This weekend I was quoted in a column by Gail Collins of the New York Times about the campaign to replace Andrew Jackson on the twenty-dollar bill. WomenOn20s certainly seems to be gaining steam, but here’s hoping that this also sparks a broader conversation about US paper money, which is going on a hundred years without a significant redesign, whomever the personages pictured. For whatever reason, many Americans seem to regard the look of their currency as sacrosanct and any change is bound to be controversial, but it seems past time for something to happen.
As I pointed out in the column, Australia equitably has a woman and a man on each of their paper money denominations. Australians have also embraced a broader view of the type of person worthy of such an honor by choosing figures beyond the world of politics–artists, poets, inventors, etc. Making room for more and different kinds of people on American money would seem to be a worthwhile goal and might spark an interesting national discussion about who and what we value about our country. In this vein, the Times is hosting a fascinating Room for Debate discussion on potential candidates for the twenty. Collins cites me as supporting Amelia Earhart, but this was something that I mentioned in the course of a larger discussion about the politics of finding a replacement for Jackson. Quite simply, it needs to be a figure that can both garner popular support and be palatable to those on both sides of the political divide. I think, to take one example, that Margaret Sanger’s sexual politics would excite enough consternation to doom her candidacy. From a purely practical perspective, I think Amelia Earhart is an excellent candidate. She is someone who is a feminist icon, but also seems to be politically non-controversial. Her name is a familiar one to most Americans and her pioneering efforts in aviation certainly provide a strong narrative to mobilize around. Again, she is not my preferred candidate all things considered, but she seems like a more practical and possible one than some of the other names being bandied about.

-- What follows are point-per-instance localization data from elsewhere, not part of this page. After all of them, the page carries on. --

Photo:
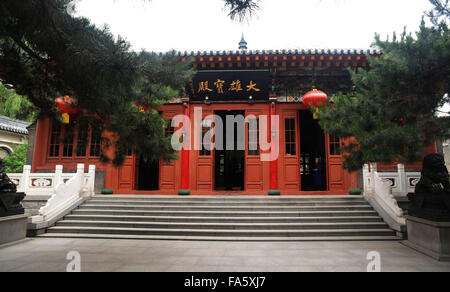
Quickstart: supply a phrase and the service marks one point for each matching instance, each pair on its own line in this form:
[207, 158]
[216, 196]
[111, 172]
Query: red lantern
[66, 105]
[315, 97]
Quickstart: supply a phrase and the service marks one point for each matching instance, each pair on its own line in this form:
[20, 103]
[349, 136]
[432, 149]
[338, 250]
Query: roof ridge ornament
[242, 43]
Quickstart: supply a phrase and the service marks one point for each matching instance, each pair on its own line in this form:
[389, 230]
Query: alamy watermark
[209, 133]
[374, 259]
[74, 264]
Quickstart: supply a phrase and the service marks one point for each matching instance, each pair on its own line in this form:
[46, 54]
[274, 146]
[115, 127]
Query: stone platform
[429, 237]
[13, 228]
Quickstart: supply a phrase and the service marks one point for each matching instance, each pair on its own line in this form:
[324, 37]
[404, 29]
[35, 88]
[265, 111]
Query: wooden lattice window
[253, 137]
[68, 142]
[169, 129]
[96, 141]
[335, 145]
[82, 141]
[54, 141]
[205, 143]
[290, 135]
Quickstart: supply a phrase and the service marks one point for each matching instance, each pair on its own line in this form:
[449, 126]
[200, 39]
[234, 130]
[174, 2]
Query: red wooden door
[253, 163]
[289, 137]
[336, 173]
[205, 161]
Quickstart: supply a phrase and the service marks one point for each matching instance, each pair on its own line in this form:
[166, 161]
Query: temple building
[255, 85]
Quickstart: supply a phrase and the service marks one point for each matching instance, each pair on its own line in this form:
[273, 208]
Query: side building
[263, 88]
[12, 134]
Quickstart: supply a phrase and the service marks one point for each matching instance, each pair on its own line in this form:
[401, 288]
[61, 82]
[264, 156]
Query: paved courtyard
[42, 255]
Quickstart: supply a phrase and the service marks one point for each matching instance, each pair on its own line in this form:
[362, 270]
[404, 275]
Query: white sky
[199, 25]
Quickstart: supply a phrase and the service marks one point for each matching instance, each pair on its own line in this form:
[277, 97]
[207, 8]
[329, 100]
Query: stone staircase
[225, 218]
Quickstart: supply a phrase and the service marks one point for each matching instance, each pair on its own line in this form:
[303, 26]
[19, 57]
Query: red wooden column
[273, 162]
[184, 151]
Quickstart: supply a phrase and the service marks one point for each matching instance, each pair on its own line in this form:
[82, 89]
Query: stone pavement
[42, 255]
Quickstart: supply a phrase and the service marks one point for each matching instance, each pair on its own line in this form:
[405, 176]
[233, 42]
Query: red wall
[201, 171]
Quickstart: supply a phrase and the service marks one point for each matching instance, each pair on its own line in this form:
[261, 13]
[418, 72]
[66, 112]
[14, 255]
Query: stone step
[219, 238]
[329, 207]
[226, 213]
[223, 226]
[227, 203]
[225, 219]
[224, 233]
[239, 198]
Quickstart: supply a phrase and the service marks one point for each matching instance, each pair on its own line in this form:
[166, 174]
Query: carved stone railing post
[367, 179]
[402, 181]
[58, 175]
[25, 180]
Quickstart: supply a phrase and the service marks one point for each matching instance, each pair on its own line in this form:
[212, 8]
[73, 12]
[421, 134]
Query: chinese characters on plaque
[230, 85]
[236, 86]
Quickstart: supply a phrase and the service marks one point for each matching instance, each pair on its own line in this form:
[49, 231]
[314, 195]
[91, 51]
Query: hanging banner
[230, 85]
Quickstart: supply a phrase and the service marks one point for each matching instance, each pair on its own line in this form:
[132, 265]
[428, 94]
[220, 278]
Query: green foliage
[45, 52]
[15, 106]
[392, 114]
[241, 9]
[15, 162]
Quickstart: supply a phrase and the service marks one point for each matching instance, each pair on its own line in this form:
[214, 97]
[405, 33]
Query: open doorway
[312, 153]
[229, 164]
[147, 175]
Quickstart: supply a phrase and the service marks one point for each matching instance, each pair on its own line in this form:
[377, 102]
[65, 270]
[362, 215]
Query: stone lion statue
[6, 185]
[435, 176]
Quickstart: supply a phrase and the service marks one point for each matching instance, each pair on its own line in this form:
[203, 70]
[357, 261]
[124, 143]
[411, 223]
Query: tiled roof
[13, 125]
[281, 52]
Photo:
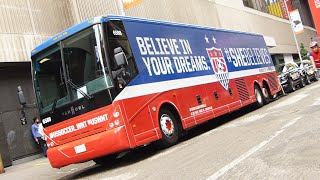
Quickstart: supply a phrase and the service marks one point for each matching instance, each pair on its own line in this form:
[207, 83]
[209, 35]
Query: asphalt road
[278, 141]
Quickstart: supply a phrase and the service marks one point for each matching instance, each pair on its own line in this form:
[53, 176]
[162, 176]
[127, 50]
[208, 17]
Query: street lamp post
[294, 34]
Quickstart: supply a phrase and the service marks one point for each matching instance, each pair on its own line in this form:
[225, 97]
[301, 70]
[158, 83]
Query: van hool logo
[218, 64]
[72, 110]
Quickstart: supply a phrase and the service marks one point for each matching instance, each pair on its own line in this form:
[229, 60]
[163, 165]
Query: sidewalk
[39, 169]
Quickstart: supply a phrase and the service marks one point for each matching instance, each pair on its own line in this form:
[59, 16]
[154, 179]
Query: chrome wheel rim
[258, 96]
[167, 125]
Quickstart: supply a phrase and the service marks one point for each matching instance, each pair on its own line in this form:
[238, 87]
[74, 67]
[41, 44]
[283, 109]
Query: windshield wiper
[54, 105]
[78, 89]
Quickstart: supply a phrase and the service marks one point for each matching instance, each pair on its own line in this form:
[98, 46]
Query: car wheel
[169, 128]
[266, 94]
[302, 82]
[308, 80]
[292, 87]
[259, 96]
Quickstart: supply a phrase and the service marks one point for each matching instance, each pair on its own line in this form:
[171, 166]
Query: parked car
[308, 72]
[290, 76]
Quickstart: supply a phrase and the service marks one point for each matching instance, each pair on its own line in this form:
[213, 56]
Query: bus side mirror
[119, 56]
[22, 99]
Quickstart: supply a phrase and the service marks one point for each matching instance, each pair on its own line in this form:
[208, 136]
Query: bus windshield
[72, 69]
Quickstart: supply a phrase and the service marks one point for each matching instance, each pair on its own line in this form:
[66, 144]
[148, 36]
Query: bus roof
[95, 20]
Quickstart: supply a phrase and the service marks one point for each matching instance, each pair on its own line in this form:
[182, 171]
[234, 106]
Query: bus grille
[242, 89]
[273, 81]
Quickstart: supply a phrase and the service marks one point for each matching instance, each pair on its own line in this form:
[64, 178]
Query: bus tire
[259, 96]
[266, 94]
[169, 128]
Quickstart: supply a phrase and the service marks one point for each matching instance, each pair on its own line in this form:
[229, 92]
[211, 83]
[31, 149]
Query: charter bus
[113, 83]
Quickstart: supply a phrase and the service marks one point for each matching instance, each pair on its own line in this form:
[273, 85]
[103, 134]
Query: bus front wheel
[169, 128]
[259, 96]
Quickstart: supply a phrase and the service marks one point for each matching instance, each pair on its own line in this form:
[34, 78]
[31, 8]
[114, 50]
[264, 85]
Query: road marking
[40, 164]
[237, 161]
[312, 87]
[166, 152]
[289, 101]
[317, 102]
[122, 176]
[66, 172]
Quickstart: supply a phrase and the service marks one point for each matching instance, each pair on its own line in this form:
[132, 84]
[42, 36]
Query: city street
[278, 141]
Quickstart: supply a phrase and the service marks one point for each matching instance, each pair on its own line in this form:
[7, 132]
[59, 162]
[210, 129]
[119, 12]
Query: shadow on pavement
[143, 153]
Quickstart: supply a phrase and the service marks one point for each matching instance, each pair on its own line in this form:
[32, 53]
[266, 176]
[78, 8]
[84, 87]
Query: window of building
[277, 8]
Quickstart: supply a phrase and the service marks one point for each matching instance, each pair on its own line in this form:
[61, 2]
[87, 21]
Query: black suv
[290, 76]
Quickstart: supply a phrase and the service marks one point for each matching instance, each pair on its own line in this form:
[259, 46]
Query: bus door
[135, 108]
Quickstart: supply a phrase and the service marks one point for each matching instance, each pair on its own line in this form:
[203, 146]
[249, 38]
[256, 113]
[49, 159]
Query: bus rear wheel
[266, 94]
[259, 96]
[169, 128]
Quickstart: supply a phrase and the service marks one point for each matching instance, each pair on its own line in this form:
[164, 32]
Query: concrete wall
[25, 24]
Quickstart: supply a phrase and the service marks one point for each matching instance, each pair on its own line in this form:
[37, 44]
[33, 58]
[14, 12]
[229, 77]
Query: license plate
[80, 149]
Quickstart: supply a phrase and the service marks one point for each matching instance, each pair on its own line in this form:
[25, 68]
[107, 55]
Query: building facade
[27, 23]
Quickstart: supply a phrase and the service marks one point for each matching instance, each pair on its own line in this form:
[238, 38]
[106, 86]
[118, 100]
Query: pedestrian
[314, 56]
[38, 137]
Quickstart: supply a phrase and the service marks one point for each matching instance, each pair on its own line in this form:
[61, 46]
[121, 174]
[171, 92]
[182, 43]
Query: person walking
[38, 137]
[314, 56]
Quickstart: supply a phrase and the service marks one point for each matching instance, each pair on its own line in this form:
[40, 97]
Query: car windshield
[63, 75]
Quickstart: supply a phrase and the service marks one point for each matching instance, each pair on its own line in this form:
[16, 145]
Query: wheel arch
[172, 108]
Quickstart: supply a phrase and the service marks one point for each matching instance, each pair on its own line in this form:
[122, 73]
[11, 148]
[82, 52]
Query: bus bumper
[88, 148]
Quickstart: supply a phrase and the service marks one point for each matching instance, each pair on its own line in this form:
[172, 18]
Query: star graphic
[214, 40]
[206, 38]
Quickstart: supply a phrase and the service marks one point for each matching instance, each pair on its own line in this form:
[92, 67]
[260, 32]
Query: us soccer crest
[219, 66]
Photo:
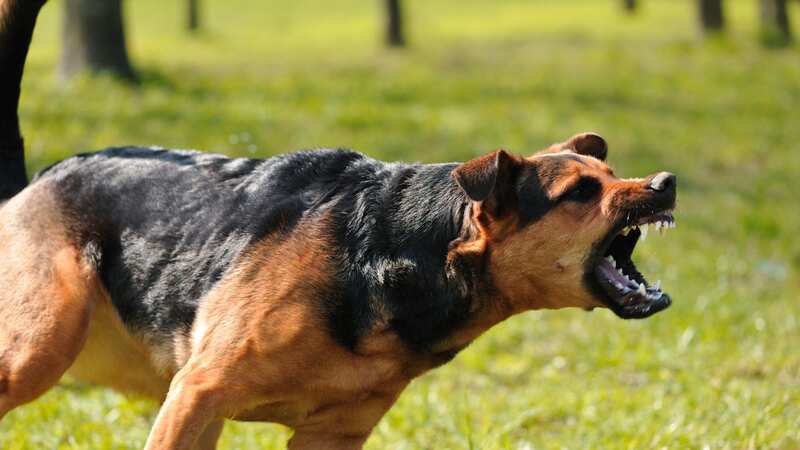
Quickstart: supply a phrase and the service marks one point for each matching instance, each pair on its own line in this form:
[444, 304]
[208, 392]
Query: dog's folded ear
[589, 144]
[489, 178]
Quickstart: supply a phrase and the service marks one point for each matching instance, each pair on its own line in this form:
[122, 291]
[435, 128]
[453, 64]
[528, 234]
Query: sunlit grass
[720, 368]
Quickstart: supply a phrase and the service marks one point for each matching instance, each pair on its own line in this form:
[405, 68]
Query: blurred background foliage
[717, 105]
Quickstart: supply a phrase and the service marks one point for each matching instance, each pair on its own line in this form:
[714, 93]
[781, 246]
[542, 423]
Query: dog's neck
[438, 269]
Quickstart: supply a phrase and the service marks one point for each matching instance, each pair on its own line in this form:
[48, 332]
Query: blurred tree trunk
[394, 24]
[193, 15]
[711, 15]
[94, 39]
[775, 20]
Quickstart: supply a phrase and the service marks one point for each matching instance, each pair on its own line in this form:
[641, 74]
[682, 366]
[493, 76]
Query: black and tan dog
[307, 289]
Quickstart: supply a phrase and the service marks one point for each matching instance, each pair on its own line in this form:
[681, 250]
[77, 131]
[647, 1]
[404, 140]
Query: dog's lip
[618, 283]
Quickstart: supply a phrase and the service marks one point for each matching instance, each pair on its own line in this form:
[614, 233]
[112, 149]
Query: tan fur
[260, 348]
[47, 297]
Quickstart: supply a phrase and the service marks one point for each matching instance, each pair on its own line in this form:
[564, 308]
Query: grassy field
[720, 369]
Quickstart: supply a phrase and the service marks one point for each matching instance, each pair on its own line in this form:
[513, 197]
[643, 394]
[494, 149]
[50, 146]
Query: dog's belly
[113, 358]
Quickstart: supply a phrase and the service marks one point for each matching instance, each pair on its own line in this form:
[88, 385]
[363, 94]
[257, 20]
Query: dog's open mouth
[626, 291]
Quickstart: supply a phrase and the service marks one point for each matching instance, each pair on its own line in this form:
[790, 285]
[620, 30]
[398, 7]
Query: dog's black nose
[664, 181]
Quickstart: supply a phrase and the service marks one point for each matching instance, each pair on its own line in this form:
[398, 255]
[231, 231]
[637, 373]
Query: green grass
[719, 369]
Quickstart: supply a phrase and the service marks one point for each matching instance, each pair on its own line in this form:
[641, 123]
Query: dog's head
[557, 229]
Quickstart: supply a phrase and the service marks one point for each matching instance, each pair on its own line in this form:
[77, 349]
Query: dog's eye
[584, 190]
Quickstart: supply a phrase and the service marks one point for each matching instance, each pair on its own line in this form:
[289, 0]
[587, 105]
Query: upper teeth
[660, 225]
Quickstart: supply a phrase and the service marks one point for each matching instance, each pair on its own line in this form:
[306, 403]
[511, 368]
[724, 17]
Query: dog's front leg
[194, 403]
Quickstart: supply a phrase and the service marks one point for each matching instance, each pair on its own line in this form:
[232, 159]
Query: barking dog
[307, 289]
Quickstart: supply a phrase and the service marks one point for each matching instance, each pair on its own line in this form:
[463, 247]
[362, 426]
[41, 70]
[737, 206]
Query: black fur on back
[168, 225]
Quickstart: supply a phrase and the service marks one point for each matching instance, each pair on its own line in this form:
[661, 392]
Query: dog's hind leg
[47, 291]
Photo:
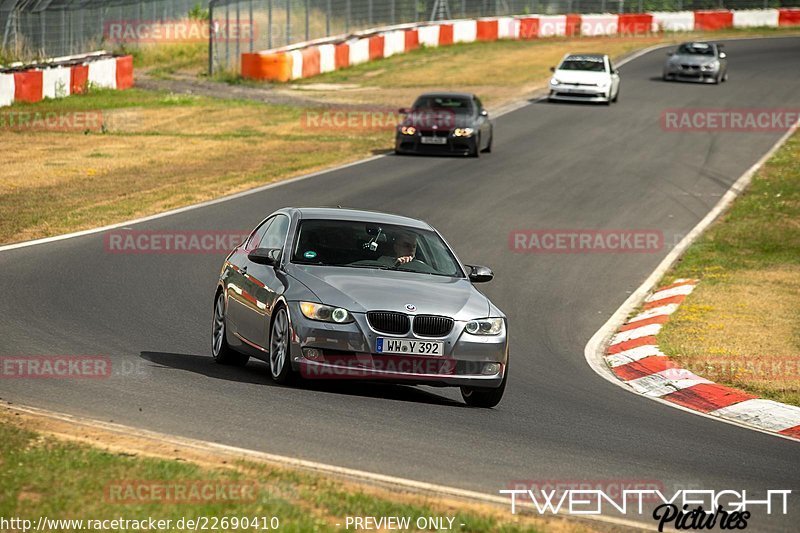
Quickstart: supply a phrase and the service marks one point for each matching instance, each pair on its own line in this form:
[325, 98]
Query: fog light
[312, 354]
[491, 368]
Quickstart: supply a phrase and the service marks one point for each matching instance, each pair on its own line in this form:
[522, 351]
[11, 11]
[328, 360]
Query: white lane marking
[594, 351]
[666, 382]
[634, 354]
[388, 482]
[680, 290]
[655, 311]
[636, 333]
[766, 414]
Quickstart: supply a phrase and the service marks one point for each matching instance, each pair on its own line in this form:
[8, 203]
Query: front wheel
[220, 350]
[280, 366]
[485, 398]
[477, 151]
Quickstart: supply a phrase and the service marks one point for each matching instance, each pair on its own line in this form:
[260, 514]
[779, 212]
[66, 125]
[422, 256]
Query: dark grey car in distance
[697, 61]
[330, 293]
[445, 123]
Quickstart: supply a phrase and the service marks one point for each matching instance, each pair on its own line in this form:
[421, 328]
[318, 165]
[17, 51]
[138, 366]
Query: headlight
[485, 326]
[325, 313]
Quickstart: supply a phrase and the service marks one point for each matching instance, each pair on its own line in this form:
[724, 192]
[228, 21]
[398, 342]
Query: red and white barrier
[309, 59]
[634, 357]
[6, 89]
[673, 20]
[57, 81]
[789, 16]
[755, 18]
[552, 25]
[428, 35]
[394, 42]
[595, 25]
[465, 31]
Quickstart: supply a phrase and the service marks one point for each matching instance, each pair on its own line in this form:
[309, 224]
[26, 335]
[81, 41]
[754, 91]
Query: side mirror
[265, 256]
[480, 274]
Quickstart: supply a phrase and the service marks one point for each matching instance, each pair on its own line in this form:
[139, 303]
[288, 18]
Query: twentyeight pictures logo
[681, 509]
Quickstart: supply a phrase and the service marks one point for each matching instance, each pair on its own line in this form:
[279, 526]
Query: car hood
[442, 121]
[691, 59]
[581, 76]
[364, 289]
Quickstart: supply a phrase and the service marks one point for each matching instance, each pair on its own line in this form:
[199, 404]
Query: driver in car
[405, 248]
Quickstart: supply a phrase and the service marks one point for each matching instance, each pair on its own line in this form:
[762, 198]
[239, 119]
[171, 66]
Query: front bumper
[679, 72]
[412, 144]
[347, 351]
[579, 93]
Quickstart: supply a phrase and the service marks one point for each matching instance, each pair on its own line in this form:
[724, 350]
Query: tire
[477, 151]
[280, 367]
[220, 350]
[484, 398]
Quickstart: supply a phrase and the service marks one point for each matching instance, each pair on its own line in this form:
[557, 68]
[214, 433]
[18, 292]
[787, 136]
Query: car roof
[598, 56]
[448, 94]
[361, 215]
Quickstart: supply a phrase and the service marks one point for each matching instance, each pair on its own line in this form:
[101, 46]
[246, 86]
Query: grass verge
[46, 475]
[741, 325]
[157, 151]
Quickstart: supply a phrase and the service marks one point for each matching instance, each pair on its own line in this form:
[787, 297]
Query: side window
[258, 234]
[276, 233]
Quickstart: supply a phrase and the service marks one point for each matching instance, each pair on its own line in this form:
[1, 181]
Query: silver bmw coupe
[328, 293]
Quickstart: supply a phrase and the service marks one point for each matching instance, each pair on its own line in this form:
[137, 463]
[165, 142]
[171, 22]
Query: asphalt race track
[554, 166]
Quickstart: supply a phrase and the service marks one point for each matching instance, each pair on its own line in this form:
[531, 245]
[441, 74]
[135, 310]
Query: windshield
[592, 64]
[456, 104]
[696, 49]
[345, 243]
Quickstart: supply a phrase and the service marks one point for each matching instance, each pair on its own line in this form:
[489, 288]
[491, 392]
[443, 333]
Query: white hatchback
[585, 78]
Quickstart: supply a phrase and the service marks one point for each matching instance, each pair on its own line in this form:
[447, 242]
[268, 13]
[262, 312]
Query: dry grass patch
[741, 325]
[744, 332]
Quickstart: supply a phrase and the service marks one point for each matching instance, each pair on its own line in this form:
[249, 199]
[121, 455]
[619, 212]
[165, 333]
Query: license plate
[408, 346]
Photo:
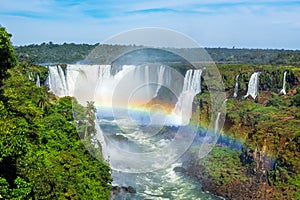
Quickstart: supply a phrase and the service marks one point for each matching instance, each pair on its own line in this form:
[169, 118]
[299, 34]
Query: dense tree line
[41, 154]
[72, 53]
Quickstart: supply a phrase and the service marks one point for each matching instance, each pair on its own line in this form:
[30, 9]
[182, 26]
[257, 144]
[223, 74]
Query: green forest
[44, 153]
[41, 154]
[72, 53]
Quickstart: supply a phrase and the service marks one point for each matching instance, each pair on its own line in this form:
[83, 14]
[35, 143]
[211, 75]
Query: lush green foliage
[71, 53]
[223, 164]
[7, 56]
[41, 154]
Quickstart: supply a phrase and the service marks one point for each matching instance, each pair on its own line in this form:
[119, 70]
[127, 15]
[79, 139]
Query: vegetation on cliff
[72, 53]
[41, 154]
[267, 166]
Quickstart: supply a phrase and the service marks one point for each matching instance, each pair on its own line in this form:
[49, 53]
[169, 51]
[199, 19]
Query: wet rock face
[117, 190]
[179, 170]
[234, 189]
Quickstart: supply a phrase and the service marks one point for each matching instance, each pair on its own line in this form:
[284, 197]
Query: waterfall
[38, 83]
[160, 81]
[57, 81]
[253, 85]
[283, 90]
[191, 87]
[217, 122]
[236, 87]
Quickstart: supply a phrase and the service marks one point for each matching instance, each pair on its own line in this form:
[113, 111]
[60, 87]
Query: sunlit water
[160, 184]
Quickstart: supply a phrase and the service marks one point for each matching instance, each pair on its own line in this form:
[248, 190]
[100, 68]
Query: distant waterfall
[160, 81]
[62, 82]
[217, 123]
[253, 85]
[38, 82]
[191, 87]
[283, 90]
[236, 87]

For historians, I think this discussion is an interesting reflection of the vagaries of historiography and the volatility of the popular historical imagination. As numerous commentators have pointed out, when the decision was made to put Jackson on the twenty-dollar bill in 1928, his reputation was that of a war hero and as a hard-charging advocate for the common man. Arthur Schlesinger’s Age of Jackson (1940) perhaps marked the peak of Jacksonian adulation, but his reputation has more or less been on the decline ever since. In a recent, acclaimed, and perhaps now definitive history of his era, Daniel Walker Howe essentially presents Andrew Jackson as a villain. Moreover his reputation as a violent racist and infamy as the architect of Indian removal has even seeped into the popular imagination. The hit musical Bloody, Bloody Andrew Jackson, for example, rather sympathetically portrays him as a democrat gone awry, and if you haven’t seen it, please watch the clip below. Sean Wilentz and a few other historians have mounted a measured defense that emphasizes Jackson’s essential contribution to American democracy, without ignoring his obvious failings. Still, it seems to me that Jackson now has one of the most compromised reputations in antebellum American history. This was why I described Jackson as the “low hanging-fruit” of figures on US currency, and why I think this effort to replace him will ultimately succeed. Moreover, I have not as of yet seen anyone leaping to Jackson’s defense. And while I am not inclined to do so here, it is worth exploring why Jackson gets singled out for derision given that many of his ‘moneyed’ peers were also slave-owning (Washington), Indian-hating (Jefferson), and corrupt (Grant).